In January of 2013, an offer of virtual assisting work (combined with training and invaluable mentoring) with friend and Friend of the Blog, Caitlin Kelly was my first chance at freelance work – look out for a couple of hopefully upcoming pieces about this on other sites! This led to other VA work, which led to content production work, which is (slowly but surely) leading to pitch work. Currently I’m working with authors, two entrepreneurial start-ups, and am subcontracted through other freelancers with multiple businesses. My writing is starting to appear on some external sites as well as I’ve learned how to pitch publications and organizations better.

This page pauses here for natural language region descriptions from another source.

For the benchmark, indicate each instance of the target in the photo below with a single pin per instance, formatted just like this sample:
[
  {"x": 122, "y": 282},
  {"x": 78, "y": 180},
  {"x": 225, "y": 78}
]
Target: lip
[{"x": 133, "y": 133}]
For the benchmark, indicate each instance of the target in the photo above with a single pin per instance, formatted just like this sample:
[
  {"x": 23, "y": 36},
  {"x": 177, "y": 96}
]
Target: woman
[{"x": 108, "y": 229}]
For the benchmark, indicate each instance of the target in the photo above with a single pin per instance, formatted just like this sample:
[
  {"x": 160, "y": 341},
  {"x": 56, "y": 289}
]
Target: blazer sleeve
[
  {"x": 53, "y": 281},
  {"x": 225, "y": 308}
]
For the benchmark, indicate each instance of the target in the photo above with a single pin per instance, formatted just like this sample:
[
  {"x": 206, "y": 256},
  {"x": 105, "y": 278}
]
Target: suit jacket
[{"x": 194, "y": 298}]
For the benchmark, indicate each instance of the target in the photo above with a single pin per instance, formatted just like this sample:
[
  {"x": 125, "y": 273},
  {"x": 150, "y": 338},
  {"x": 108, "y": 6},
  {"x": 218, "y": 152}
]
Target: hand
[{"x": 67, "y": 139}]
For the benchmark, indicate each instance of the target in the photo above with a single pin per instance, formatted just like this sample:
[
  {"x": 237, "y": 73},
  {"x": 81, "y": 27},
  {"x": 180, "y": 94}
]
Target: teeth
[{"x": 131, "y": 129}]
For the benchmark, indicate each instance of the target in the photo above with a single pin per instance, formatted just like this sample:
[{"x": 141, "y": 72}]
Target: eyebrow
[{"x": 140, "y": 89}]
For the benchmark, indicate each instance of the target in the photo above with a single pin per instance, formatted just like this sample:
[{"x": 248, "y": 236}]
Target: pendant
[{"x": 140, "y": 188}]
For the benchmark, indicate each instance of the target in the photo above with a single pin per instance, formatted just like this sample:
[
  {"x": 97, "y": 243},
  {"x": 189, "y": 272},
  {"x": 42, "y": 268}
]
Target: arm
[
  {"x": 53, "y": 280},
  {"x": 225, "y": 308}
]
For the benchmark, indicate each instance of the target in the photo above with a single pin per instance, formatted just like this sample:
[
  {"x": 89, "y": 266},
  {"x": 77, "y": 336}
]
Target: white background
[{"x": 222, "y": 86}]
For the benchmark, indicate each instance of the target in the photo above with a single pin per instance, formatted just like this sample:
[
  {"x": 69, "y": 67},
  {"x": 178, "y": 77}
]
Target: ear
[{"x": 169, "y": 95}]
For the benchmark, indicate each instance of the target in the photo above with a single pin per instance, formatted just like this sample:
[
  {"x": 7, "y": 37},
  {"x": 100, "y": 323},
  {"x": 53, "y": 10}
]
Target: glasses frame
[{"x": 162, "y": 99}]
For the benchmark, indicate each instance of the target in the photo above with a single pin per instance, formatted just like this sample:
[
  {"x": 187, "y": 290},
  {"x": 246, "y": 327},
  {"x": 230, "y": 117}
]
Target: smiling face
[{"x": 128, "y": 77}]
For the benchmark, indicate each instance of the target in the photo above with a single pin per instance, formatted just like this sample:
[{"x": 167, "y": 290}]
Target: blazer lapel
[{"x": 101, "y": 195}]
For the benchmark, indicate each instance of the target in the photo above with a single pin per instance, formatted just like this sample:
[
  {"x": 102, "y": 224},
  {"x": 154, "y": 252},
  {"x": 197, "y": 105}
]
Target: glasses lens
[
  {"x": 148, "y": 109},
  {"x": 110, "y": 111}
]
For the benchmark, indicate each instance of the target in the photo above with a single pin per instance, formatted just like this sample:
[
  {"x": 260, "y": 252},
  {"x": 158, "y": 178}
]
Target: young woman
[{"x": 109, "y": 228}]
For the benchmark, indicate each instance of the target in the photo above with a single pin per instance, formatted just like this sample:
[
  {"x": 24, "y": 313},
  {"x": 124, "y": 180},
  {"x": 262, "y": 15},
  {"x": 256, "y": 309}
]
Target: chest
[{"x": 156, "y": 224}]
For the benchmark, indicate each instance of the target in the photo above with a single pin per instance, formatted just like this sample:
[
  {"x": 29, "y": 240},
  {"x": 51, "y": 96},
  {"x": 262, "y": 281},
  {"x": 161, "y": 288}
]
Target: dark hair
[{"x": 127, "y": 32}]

I love freelance work, I love writing, and there are times I have to pinch myself to be convinced that it all isn’t a dream, joke, or prank. It’s been an uphill battle at times, but looking back, I’m really proud of where I’ve been able to get in 15 months.

I admit, sometimes there are days when I still manage to feel totally bogged down or even despondent. Student loans are still a worry, we have to budget things tightly, and there have been plenty of late nights where I’ve tried to put in as much work as possible in order to make ends meet. As I type this I’m nursing a semi-sore throat from one too many past-midnight work sessions since one of my major clients was on vacation last week and had turned over the majority of her content commitments to me to manage, in conjunction with the design team. An exciting (though thankfully temporary) jump in responsibilities that gave me a lot of good experience, but it certainly upped some of my stress levels.

And yet, in spite of financial or other worries, when I emerge from my work fog or To Do lists and look up, I’m unbelievably grateful – and totally overwhelmed by how much change a year and half has brought. I got what so many people needed: an opportunity to try and learn and attempt the kind of work I wanted. A foot in the door. And it has made all the difference. A year ago, I never would have guessed I’d be working, however temporarily, in a major magazine office today.

I was talking to an old schoolmate the other day. Back in middle school we both toted notebooks around (a la Harriet the Spy) which we filled and replaced regularly with day-to-day observations, ideas, whole short stories and – very bad – poetry. We read and critiqued one others work, encouraged each other, and both dreamed of the day when we would make our living by our pens.

Fifteen years later, we’re doing it. She works for a major cultural heritage institution drafting all kinds of content, from letters to grant proposals…and is querying her first novel. I write website copy, social media campaigns, research summations…and my articles, both personal and professional, are being seriously considered and published. It’s not at all what we thought our lives would look like at 13 years old. I think it’s better.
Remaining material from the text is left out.